The club was originally named "River Plate" as a tribute to the famous Argentine team with the same name (wearing a similar uniform as well), but then it was obliged to change its name due to legal issues. Therefore, the team was renamed as "Club Luján", which has remained since (and its jersey still remains the same as River Plate). In 1954 Atilio Ferrari and Juan Pescio requested the affiliation to the Argentine Football Association in order to play in the Second Division league.
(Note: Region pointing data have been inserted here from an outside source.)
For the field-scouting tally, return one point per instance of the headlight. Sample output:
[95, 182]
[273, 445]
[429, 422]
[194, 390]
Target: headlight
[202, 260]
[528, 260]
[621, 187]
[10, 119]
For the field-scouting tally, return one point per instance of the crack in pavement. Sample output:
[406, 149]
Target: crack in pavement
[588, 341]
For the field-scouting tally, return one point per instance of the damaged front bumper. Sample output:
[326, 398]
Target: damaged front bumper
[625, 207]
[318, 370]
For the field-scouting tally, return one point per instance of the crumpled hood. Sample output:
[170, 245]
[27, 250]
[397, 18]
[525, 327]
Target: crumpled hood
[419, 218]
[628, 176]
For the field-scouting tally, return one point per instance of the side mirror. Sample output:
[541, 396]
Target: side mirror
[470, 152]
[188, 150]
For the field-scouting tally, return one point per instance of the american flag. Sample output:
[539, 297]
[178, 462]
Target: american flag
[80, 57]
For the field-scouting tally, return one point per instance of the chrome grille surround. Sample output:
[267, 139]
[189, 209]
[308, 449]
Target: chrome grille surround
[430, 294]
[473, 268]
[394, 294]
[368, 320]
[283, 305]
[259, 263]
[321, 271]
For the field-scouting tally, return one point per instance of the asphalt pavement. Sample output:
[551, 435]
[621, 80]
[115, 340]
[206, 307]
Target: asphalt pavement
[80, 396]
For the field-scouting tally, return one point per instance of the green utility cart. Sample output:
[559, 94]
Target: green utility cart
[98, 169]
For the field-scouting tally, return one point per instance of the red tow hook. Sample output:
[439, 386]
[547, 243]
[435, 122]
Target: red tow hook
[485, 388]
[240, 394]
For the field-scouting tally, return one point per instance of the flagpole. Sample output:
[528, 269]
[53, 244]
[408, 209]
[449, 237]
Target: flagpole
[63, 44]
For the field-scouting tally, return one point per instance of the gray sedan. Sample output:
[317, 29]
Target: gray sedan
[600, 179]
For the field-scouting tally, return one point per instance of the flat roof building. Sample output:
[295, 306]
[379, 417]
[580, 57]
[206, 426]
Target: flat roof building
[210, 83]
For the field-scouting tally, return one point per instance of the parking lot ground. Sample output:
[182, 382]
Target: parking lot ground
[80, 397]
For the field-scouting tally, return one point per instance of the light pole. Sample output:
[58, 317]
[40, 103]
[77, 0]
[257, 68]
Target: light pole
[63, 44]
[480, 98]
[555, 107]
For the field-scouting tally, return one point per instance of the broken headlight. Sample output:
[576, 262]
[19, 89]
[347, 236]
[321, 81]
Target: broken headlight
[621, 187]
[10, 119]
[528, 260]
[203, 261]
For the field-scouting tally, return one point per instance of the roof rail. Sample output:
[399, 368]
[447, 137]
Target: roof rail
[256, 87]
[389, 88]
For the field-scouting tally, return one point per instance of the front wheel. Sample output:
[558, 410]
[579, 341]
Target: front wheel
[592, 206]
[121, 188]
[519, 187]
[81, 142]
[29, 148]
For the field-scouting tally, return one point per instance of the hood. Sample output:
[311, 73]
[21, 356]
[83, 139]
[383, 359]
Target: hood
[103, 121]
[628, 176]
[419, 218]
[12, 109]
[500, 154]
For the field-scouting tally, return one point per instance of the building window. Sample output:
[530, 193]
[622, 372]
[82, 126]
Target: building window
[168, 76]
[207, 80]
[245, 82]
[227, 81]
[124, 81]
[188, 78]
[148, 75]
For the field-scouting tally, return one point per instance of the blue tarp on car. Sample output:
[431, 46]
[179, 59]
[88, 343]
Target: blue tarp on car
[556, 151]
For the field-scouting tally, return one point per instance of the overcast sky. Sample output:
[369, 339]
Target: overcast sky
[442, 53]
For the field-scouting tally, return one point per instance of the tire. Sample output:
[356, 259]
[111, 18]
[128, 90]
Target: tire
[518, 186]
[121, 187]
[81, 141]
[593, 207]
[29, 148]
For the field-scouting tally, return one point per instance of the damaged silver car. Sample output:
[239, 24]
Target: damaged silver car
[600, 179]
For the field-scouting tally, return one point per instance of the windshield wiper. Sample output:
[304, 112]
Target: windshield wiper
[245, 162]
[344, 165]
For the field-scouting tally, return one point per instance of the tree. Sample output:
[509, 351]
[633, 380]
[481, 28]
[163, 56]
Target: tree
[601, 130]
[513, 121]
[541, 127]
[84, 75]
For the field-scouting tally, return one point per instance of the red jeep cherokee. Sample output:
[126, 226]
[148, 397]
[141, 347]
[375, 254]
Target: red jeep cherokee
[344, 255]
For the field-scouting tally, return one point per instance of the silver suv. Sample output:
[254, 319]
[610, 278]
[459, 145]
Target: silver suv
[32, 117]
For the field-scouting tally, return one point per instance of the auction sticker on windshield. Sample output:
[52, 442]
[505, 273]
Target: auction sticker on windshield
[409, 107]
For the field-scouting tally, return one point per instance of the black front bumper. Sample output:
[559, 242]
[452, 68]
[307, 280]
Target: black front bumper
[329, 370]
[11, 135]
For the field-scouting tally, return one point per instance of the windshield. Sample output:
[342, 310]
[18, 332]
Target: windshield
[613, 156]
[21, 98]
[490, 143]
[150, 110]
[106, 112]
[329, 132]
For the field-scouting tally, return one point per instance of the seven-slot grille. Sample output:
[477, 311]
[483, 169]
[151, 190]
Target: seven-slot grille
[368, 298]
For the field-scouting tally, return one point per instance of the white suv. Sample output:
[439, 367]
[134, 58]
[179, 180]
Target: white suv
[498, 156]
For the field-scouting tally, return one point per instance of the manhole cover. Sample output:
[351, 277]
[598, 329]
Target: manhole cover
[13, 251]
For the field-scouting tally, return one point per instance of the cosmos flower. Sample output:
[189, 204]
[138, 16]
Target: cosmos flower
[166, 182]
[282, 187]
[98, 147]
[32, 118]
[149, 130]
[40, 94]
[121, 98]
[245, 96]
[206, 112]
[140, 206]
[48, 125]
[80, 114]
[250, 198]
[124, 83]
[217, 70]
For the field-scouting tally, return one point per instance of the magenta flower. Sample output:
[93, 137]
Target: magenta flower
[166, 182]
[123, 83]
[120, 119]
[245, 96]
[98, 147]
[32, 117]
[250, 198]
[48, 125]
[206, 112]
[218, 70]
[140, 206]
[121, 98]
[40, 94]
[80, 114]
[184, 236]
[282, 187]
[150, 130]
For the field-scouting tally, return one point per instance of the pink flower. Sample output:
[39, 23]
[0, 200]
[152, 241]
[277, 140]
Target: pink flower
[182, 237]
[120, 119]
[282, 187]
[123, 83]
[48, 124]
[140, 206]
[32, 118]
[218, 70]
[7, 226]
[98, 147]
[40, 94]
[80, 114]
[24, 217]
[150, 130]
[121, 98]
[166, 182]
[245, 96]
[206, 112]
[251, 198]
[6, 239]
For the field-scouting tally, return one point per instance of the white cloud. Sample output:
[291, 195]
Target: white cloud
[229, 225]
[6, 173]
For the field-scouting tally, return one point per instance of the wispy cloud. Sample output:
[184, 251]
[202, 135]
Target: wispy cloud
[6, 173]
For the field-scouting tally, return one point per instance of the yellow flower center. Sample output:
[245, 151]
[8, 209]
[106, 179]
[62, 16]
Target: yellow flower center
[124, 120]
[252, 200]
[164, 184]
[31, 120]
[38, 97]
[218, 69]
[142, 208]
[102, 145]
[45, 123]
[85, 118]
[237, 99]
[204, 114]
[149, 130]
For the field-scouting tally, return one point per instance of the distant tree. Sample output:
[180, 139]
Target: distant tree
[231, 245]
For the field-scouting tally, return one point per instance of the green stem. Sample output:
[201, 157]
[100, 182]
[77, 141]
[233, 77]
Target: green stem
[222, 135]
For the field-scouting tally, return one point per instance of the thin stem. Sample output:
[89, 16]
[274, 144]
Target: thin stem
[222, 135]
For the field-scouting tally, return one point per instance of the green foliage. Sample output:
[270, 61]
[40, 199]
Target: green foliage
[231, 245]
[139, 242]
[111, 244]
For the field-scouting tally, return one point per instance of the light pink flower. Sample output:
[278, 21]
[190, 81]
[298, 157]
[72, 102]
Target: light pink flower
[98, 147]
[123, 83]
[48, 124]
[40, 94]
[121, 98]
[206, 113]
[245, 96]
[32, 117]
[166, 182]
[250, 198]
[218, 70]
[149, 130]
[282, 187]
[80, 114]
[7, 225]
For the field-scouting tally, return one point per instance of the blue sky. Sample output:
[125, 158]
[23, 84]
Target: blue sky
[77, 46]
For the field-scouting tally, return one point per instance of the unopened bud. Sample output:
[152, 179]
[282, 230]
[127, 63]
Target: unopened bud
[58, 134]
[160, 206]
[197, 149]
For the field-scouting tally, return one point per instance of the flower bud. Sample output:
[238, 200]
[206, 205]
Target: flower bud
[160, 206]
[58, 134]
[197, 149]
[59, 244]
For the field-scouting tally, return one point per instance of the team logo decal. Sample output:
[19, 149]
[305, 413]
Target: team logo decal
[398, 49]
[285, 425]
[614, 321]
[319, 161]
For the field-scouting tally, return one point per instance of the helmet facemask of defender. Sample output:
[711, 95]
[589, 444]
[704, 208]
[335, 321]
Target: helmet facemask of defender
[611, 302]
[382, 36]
Ferrari and Pescio represented the claim of the citizens from Luján, who had not major interest in their own football tournament, because they considered that league was not good enough. Because of that, fans preferred to move to Buenos Aires or to watch football matches on TV, which caused financial losses to the Luján former clubs.

In 1961 the team was finally affiliated to the Argentine Football Association, beginning its tenure in the fourth division, Primera D. In 1964 the club promoted to the upper division, Primera C, after defeating Estudiantes de Buenos Aires by 5–1.

In 1971 Club Luján was relegated to the 4th Division again. In 1986 the squad promoted to the 3rd Division after defeating Muñiz in Argentino de Merlo's stadium. That team was coached by Ricardo Dellavecchia. In 1991 Luján achieved a new promotion, that time to the Primera B after a win over Berazategui in the final match.

Only two seasons after, Luján was relegated to the third division again, where has remained since then.